McMahans ideas are highly original and for the most part clearly stated. The book is divided into five chapters, where the second chapter constitutes the major part of McMahans arguments: he puts forth a good deal of different arguments for the moral equality of combatants and dismisses them all. McMahans arguments are very intelligent, original and convincing, and he generally is very objective in his thought and does not let himself be decieved by conventional thinking. It is this willingness to devy convention which is the major force of the book.
Apart from the moral equality of combatants, McMahan also discusses possible excuses for unjustified behavior, mostly excuses made from combatants on the unjust side of a war. He also considers civilian immunity at length, and gives some very interesting arguments for why absolute civilian immunity is unfounded.
A weakness of the book is that it at times is very dense and academic. Particularly in the fourth chapter on the moral status of different types of threatening combatants, the text is difficult reading, perhaps unnecessarily so. McMahan spends a good deal of pages on categorizing various types of threats, and later applies them to the moral status of combatants on the unjust side of a war.

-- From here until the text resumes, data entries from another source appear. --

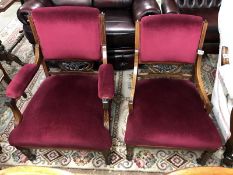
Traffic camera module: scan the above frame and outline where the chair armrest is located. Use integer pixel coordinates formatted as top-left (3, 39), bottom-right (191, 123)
top-left (17, 0), bottom-right (53, 25)
top-left (98, 64), bottom-right (114, 100)
top-left (161, 0), bottom-right (180, 14)
top-left (6, 64), bottom-right (39, 99)
top-left (132, 0), bottom-right (161, 21)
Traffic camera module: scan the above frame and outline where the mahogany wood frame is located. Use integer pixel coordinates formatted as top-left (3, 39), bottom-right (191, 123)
top-left (127, 19), bottom-right (217, 165)
top-left (6, 12), bottom-right (111, 165)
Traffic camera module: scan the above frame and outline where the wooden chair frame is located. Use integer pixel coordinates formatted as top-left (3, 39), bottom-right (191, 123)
top-left (126, 19), bottom-right (218, 165)
top-left (6, 12), bottom-right (112, 165)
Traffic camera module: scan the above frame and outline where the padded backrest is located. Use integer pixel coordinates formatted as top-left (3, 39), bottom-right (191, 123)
top-left (32, 6), bottom-right (101, 61)
top-left (175, 0), bottom-right (221, 8)
top-left (93, 0), bottom-right (132, 8)
top-left (140, 14), bottom-right (203, 64)
top-left (51, 0), bottom-right (92, 6)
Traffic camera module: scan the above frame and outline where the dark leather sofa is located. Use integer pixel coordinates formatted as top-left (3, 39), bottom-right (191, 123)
top-left (161, 0), bottom-right (221, 54)
top-left (17, 0), bottom-right (161, 69)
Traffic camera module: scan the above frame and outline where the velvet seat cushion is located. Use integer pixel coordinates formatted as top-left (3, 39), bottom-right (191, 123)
top-left (125, 78), bottom-right (222, 150)
top-left (9, 74), bottom-right (111, 150)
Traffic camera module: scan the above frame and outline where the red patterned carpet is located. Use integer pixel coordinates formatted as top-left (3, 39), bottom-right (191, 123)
top-left (0, 17), bottom-right (222, 173)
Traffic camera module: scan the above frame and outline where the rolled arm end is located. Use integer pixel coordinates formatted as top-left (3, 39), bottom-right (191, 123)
top-left (6, 64), bottom-right (39, 99)
top-left (161, 0), bottom-right (180, 14)
top-left (133, 0), bottom-right (161, 21)
top-left (17, 0), bottom-right (53, 25)
top-left (98, 64), bottom-right (114, 99)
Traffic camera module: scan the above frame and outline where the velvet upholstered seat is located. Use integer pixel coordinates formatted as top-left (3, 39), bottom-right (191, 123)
top-left (6, 6), bottom-right (114, 165)
top-left (124, 14), bottom-right (222, 165)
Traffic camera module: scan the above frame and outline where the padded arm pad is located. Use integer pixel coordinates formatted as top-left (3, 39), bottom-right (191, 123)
top-left (98, 64), bottom-right (114, 99)
top-left (6, 64), bottom-right (39, 99)
top-left (17, 0), bottom-right (53, 25)
top-left (161, 0), bottom-right (180, 14)
top-left (132, 0), bottom-right (161, 21)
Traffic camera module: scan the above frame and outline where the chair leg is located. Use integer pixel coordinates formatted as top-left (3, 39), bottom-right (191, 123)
top-left (0, 146), bottom-right (2, 154)
top-left (197, 151), bottom-right (214, 165)
top-left (222, 140), bottom-right (233, 166)
top-left (126, 146), bottom-right (134, 161)
top-left (16, 147), bottom-right (36, 161)
top-left (102, 150), bottom-right (111, 165)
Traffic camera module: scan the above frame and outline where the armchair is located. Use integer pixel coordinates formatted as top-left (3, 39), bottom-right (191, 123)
top-left (161, 0), bottom-right (221, 54)
top-left (6, 6), bottom-right (114, 165)
top-left (124, 14), bottom-right (223, 165)
top-left (17, 0), bottom-right (161, 69)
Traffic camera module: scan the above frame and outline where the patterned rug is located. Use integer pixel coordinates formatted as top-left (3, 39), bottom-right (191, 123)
top-left (0, 17), bottom-right (223, 173)
top-left (0, 0), bottom-right (15, 11)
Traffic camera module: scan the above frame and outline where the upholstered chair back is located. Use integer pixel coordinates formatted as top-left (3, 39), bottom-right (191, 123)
top-left (175, 0), bottom-right (221, 8)
top-left (139, 14), bottom-right (203, 64)
top-left (32, 6), bottom-right (101, 61)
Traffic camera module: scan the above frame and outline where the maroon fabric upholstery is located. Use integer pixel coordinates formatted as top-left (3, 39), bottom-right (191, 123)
top-left (6, 64), bottom-right (38, 99)
top-left (125, 78), bottom-right (222, 150)
top-left (9, 74), bottom-right (111, 150)
top-left (98, 64), bottom-right (114, 99)
top-left (140, 14), bottom-right (203, 64)
top-left (32, 6), bottom-right (101, 61)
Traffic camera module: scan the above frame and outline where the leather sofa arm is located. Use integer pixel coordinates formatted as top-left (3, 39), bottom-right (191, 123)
top-left (98, 64), bottom-right (114, 100)
top-left (17, 0), bottom-right (53, 25)
top-left (6, 64), bottom-right (39, 99)
top-left (161, 0), bottom-right (180, 14)
top-left (132, 0), bottom-right (161, 21)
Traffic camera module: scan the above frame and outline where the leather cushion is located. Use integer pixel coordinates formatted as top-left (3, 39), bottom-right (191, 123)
top-left (104, 9), bottom-right (134, 49)
top-left (51, 0), bottom-right (91, 6)
top-left (181, 8), bottom-right (219, 42)
top-left (125, 78), bottom-right (222, 150)
top-left (93, 0), bottom-right (132, 8)
top-left (175, 0), bottom-right (221, 8)
top-left (9, 74), bottom-right (111, 150)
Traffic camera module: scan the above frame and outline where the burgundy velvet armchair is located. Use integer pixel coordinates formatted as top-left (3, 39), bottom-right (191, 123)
top-left (17, 0), bottom-right (161, 69)
top-left (6, 6), bottom-right (114, 165)
top-left (161, 0), bottom-right (221, 54)
top-left (124, 14), bottom-right (223, 165)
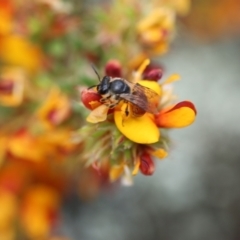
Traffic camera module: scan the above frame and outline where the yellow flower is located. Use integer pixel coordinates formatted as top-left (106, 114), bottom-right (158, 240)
top-left (137, 8), bottom-right (175, 55)
top-left (113, 80), bottom-right (161, 144)
top-left (157, 0), bottom-right (191, 16)
top-left (0, 35), bottom-right (43, 73)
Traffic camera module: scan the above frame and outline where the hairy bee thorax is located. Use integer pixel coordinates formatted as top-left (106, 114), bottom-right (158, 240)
top-left (97, 77), bottom-right (132, 109)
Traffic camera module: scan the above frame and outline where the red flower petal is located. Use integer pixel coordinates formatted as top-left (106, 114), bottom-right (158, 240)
top-left (155, 101), bottom-right (197, 128)
top-left (167, 101), bottom-right (197, 115)
top-left (139, 152), bottom-right (155, 176)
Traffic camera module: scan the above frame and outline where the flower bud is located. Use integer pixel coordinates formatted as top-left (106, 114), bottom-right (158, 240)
top-left (80, 88), bottom-right (101, 110)
top-left (105, 60), bottom-right (122, 77)
top-left (139, 152), bottom-right (155, 176)
top-left (0, 80), bottom-right (14, 95)
top-left (143, 69), bottom-right (163, 81)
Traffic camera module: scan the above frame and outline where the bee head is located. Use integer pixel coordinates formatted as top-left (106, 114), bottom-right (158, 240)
top-left (97, 76), bottom-right (111, 95)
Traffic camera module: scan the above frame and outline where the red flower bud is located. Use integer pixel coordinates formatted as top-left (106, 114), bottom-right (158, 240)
top-left (139, 152), bottom-right (155, 176)
top-left (80, 88), bottom-right (101, 110)
top-left (0, 80), bottom-right (14, 95)
top-left (143, 69), bottom-right (163, 81)
top-left (105, 60), bottom-right (122, 77)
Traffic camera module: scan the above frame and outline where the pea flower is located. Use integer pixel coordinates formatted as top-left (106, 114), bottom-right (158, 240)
top-left (78, 59), bottom-right (196, 185)
top-left (137, 7), bottom-right (175, 55)
top-left (36, 87), bottom-right (71, 129)
top-left (0, 67), bottom-right (25, 106)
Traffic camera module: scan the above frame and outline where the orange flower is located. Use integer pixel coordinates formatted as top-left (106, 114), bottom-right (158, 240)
top-left (0, 0), bottom-right (14, 35)
top-left (7, 129), bottom-right (48, 162)
top-left (7, 128), bottom-right (75, 163)
top-left (0, 136), bottom-right (7, 165)
top-left (0, 190), bottom-right (17, 231)
top-left (21, 185), bottom-right (60, 239)
top-left (0, 67), bottom-right (25, 106)
top-left (36, 88), bottom-right (71, 129)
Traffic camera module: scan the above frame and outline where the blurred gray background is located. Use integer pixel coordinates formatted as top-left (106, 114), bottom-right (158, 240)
top-left (62, 33), bottom-right (240, 240)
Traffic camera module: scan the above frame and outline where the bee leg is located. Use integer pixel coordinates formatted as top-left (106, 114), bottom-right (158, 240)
top-left (109, 103), bottom-right (117, 108)
top-left (121, 103), bottom-right (130, 127)
top-left (114, 95), bottom-right (120, 100)
top-left (100, 94), bottom-right (112, 103)
top-left (100, 98), bottom-right (105, 103)
top-left (125, 103), bottom-right (129, 117)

In doing so, he develops a considerable amount of definitions ("Culpable threats", "Partially Excused Threats", "Innocent Threats", "Nonresponsible Threats"...), and it is rather difficult to keep track of the different categories. While McMahans intentions are obviously good, in the sense that he strives for a high quality of scholarship and argumentation, the unfortunate side effect is that the book becomes very dense at such a point. In general, the writing of McMahan is not as clear as that of, for example, Michael Walzer in "Just and Unjust Wars".
Nonetheless, the quality and originality of McMahans arguments set forth in his book are so great that the book must clearly be recommended as a very important, if at times somewhat dry and academic, piece of work on Just War Theory.
I bought this book as a core text for my philosophy dissertation on war ethics. Contrary to the standard model of warfare, famously publicised by Michael Walzer, Jeff McMahan provides us with an alternative account: a model of warfare that shifts the moral responsibility of conduct in, and leading to, war to include the individual. Military action as a response to political problems is coming under increasing scrutiny and the ethics of such action are becoming of increasing importance. Although I do not necessarily agree with all of McMahan's views presented here, I would highly recommend that anyone interested in political philosophy and the military read a copy of this book.